Let's take a few bullet points before wrapping this up:
- If you're kicking an onside kick at the start of the fourth quarter, and there are at least two other situations this year alone where such an action might have also been appropriate, you're not a playoff team. And speaking of onside kicks, Jay Feely kicked one that the Bears converted.
- Regarding the two-point conversion midway through the fourth quarter: Do the Bears get a point for every player involved in shoving Forte across the line?
- Willie Young against a running back is a fun mismatch. It's good to see the Bears' premier pass rusher win that match up.
- The interception thrown by Jay Cutler to seal the game wasn't a bad throw, just a great play by Orlando Scandrick. That, unfortunately, happens when you're trying to make plays at the end of the game. Cutler's passer rating on the day was still over 96.
- A couple of really scary numbers, the Bears were 2-10 on third down conversions, and only held the ball for 27 minutes and 32 seconds. They ran about the same number of plays.
- 15 rushing attempts is more than last week's called 7, but Ka'Deem Carey still got fewer carries this week (0) than he did last week.
- The back four had a miserable game in the defense (Chris Conte, especially), and there wasn't much in the way of pass rush outside of Willie Young, but I thought at linebacker, Shea McClellin had a decent game. Jon Bostic, not so much, and Christian Jones got hit a couple times with special teams penalties. There was just no answer for the Cowboys' offensive line, especially as they kept lanes open for DeMarco Murray (who was flat out outstanding).

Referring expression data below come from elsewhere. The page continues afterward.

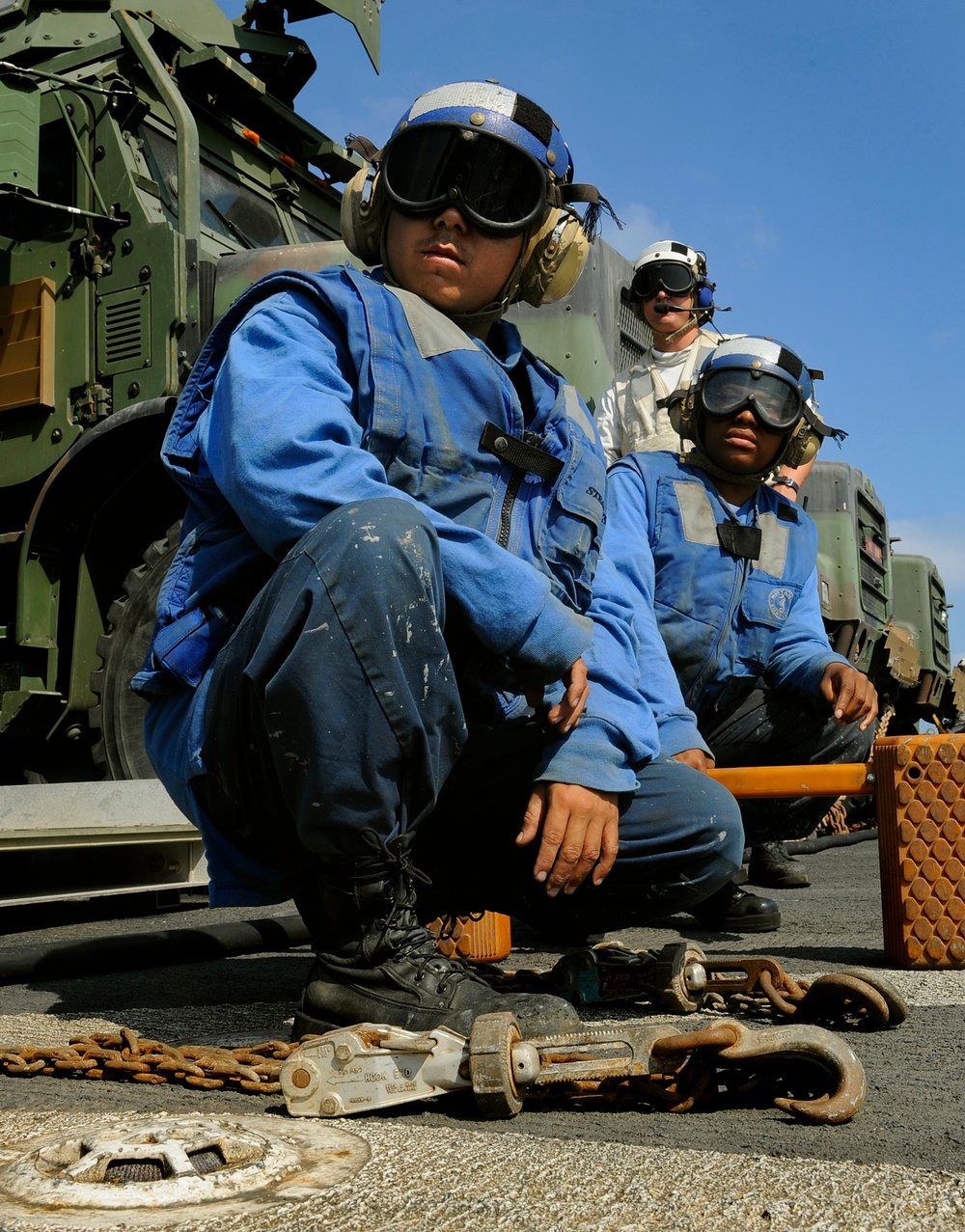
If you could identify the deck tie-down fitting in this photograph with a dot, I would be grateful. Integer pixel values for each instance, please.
(370, 1067)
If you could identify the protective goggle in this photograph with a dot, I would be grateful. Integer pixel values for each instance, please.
(492, 182)
(675, 277)
(775, 403)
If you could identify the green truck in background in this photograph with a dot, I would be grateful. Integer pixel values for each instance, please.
(137, 151)
(152, 165)
(884, 610)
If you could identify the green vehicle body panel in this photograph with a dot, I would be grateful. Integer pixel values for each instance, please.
(152, 167)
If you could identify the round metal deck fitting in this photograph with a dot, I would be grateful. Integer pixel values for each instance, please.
(145, 1172)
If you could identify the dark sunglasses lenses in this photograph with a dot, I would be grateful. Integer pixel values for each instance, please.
(774, 401)
(671, 276)
(498, 186)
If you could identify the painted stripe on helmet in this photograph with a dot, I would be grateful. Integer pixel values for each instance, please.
(532, 117)
(482, 95)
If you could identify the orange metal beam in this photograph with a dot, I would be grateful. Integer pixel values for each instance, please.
(758, 782)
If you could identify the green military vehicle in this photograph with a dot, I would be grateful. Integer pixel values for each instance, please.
(137, 151)
(152, 165)
(884, 610)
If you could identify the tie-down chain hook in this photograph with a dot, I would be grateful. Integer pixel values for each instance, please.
(369, 1067)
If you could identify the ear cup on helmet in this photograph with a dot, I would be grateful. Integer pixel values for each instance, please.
(803, 445)
(364, 216)
(554, 259)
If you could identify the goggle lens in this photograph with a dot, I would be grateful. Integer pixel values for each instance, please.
(498, 186)
(775, 403)
(671, 276)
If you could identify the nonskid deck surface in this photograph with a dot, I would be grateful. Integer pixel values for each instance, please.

Really, there isn't much more to say. The Cowboys came in, punched the Bears hard in the mouth at the end of the second quarter and early in the third, and the Bears' answers late in the game just weren't ever going to be enough. The Cowboys dared them to keep up, and the Bears just couldn't. So a victory by Detroit or Seattle this week (a single win by either team) will promptly eliminate the Bears from the playoffs, and this farce of a meaningful season can finally, and mercifully, end.